Considering that many times siblings can barely get along in any room of the house, deciding to move them into a shared space is a choice fraught with challenges and risks but also tremendous potential rewards. Sure, your kids might stay up all night playing or they might turn their bedroom into a UFC-style fighting ring but there is also a chance it will turn them into even better friends and will teach them how to coexist with another person. 

Here are a few tips to help with the transition:

1. Discuss It

This is a decision that should be discussed at length for weeks or even months before becoming a reality. Even if your children are young they need to be aware of the pros and cons of sharing a room as well as the expectations of such a move. Everyone needs to have a voice in this process. Begin the conversation early and discuss it often.

2. Set Ground Rules

There are many questions to answer — what time is bed time? Is there a nightlight? Is the door left open or closed? What happens when one sibling falls asleep before the other? What happens when one sibling wakes up before the other? Try to plot out answers to these and other questions early in the process. That will encourage everyone to be on the same page and know what is expected.

3. Involve Them

Your children will be much more invested in the process of sharing a room if they are able to select their bedding, their decorations for the room or a color scheme that will make the room feel like their own. Give your kids some options or think of the things they both enjoy and tailor their choices to those items. If you allow your kids to be intimately involved in setting up the room, chances are they'll work harder to make the transition succeed.

4. The Room's Geography

Layout plays a crucial role in the success of siblings sharing a room.

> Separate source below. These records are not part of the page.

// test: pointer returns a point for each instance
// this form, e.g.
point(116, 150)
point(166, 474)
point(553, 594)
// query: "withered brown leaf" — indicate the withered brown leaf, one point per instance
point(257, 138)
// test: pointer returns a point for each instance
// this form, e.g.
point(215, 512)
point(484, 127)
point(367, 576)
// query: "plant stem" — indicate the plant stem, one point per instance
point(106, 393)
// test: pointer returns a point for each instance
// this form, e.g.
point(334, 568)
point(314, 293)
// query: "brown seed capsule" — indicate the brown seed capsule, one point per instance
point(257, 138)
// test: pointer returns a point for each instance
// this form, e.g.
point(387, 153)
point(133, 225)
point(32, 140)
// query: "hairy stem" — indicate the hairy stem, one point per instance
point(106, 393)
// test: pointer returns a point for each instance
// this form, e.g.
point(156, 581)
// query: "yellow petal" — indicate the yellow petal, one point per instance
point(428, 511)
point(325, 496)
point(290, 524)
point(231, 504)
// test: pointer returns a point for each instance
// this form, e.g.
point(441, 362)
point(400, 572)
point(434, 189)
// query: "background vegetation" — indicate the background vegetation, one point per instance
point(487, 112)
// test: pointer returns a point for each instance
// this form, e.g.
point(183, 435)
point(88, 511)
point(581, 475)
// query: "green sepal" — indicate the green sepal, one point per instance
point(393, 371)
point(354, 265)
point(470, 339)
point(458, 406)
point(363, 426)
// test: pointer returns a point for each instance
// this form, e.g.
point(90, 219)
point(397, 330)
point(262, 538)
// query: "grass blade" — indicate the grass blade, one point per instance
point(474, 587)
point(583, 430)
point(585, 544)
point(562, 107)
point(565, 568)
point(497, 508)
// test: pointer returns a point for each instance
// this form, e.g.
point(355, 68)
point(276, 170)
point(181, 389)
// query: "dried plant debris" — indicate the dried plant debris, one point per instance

Are your kids going to sleep in bunk beds? If so, a major decision needs to be made regarding who gets the top bunk. If your kids are not using bunk beds, place their beds in specific spots in the room that will keep them apart and discourage jumping, horseplay or any other behavior you want to curb.

5. Cut Down on Toys

It might be a good idea to limit the amount of toys in the room your children are sharing. Experts say a bedroom should be used for sleeping and if you follow that advice, keeping toys to a minimum will give your children more chance to focus on rest and allow them fewer distractions to keep them up late at night. If you do have toys in their bedroom, try to make sure they are cleaned up and put away each night.

6. Trial run?

Enjoy camping? It might be a good idea to dig out a couple of sleeping bags and let your kids see what it would be like to share a room before the actual move occurs. This might be an opportunity to iron out any problems and to see what trouble spots arise.

7. Prepare for Bumps

There will be snags. Prepare for them. There might be nights of restless sleep or one child waking another inadvertently. Sleep patterns might shift. One child may not like giving up her privacy. All that you can do is to prepare yourself for any eventuality and try to make the best of the situation.

8. Assess the Results

Give the experiment a few days or weeks and keep a good line of communication with your children about sharing a room. Ask them how they feel about it and if there are any issues they're dealing with. Is there anything they'd want to change? If it's working, maybe there's a way to make it even better. If it's not, maybe it's time to find each child his own space.